Integers are represented in lambda calculus by the ‘Church numerals’.
Zero is represented by the lambda expression λ`f``x`.`x`, and other integers are generated by the applying successor function λ`n``f``x`.`f`(`n``f``x`) to an existing integer `n`.
In other words, `n` is represented by λ`f``x`.`f`(`f`(...`f`(`f``x`)..)) where there are `n` `f`s on the right.

Addition can be performed using the lambda expression λ`m``n``f``x`.(`m``f`)(`n``f``x`).
This applies `f` to `x` `n` times, and then another `m` times.

Multiplication is also easy, using the lambda expression λ`m``n``f`.`m`(`n``f`).
This applies `f`^`n` `m` times to `x`.

Even exponentiation is easy, using the lambda expression λ`m``n`.`n``m`.
This is more difficult to understand than the previous two expressions.
Remember that `n``m``f``x` means ((`n``m`)`f`)`x`.
This is equivalent to `f`^`m`^...^`m``x`, which is `f`^(`m`^`n`)`x`.
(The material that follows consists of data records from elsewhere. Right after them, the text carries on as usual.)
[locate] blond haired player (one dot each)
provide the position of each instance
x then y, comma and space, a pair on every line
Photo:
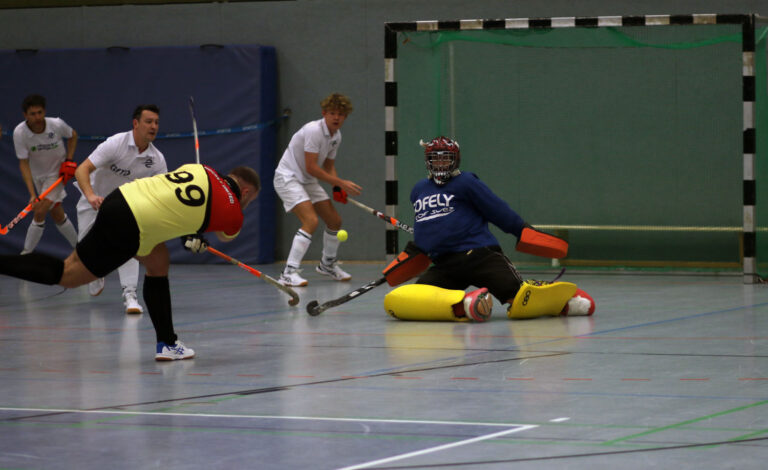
309, 159
135, 220
121, 158
43, 157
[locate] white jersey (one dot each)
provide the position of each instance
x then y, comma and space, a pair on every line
118, 161
313, 137
46, 150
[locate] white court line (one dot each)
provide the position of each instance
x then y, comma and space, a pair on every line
442, 447
304, 418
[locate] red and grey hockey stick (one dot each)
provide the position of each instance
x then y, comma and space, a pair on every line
24, 212
314, 309
294, 296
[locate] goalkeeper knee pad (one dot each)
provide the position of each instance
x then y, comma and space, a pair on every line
540, 298
429, 303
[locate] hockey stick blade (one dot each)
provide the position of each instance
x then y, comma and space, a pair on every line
314, 309
390, 220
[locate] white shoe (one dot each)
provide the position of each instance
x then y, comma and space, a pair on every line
290, 277
131, 302
173, 353
333, 270
95, 287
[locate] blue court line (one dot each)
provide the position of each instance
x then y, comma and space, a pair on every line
524, 350
671, 320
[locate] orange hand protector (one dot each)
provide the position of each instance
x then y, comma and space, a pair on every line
409, 263
542, 244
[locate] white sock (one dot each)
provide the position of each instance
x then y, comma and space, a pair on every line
330, 246
34, 234
129, 275
301, 242
68, 230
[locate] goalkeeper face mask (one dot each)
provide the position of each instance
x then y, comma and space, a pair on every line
442, 158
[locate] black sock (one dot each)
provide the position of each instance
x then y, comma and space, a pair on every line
157, 297
35, 267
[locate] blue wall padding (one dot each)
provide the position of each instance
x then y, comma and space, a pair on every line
96, 90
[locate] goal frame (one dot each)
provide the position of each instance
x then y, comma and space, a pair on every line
749, 135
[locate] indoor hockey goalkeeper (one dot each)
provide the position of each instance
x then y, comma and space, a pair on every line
452, 212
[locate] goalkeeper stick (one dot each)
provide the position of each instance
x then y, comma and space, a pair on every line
294, 296
28, 209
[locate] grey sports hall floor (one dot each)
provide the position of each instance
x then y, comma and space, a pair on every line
671, 372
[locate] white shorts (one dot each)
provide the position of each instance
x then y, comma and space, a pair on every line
292, 192
45, 181
86, 216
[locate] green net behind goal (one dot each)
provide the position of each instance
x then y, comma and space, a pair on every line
625, 140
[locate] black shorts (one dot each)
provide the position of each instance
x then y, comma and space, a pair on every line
113, 238
481, 267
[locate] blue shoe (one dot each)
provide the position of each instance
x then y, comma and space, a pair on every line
173, 353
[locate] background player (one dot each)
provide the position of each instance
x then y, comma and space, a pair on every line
311, 156
121, 158
43, 156
135, 220
452, 212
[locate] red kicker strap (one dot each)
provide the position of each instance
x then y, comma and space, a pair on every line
541, 244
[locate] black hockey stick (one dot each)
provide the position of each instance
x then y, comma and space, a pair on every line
314, 309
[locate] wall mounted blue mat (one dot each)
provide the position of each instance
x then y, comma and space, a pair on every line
95, 92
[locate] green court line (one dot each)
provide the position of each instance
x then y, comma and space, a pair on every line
684, 423
750, 435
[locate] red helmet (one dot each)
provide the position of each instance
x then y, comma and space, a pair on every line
442, 158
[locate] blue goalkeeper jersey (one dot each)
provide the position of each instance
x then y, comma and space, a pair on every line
454, 217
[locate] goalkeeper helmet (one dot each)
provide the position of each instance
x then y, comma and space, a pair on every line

The predecessor function is defined to return the integer before n, unless n is zero in which case it returns zero.
This can be accomplished with the lambda expression n(λ`a``g`.(a(λ`b``c`.`c`))(successor(a(λ`b``c`.`c`))))(λ`g`.00)(λ`a``b`.`a`), where ‘successor’ is the successor function, and 0 represents the zero expression.
This is not as complicated as it looks.
It applies `n` times a function that maps (x,y) to (y,y+1), to the pair (0,0), resulting in a pair (`n`-1,`n`), from which we take the left number, `n`-1.

Subtraction of n from m is accomplished using the lambda expression λ`m``n`.`n`predecessor`m`, where ‘predecessor’ is the predecessor function.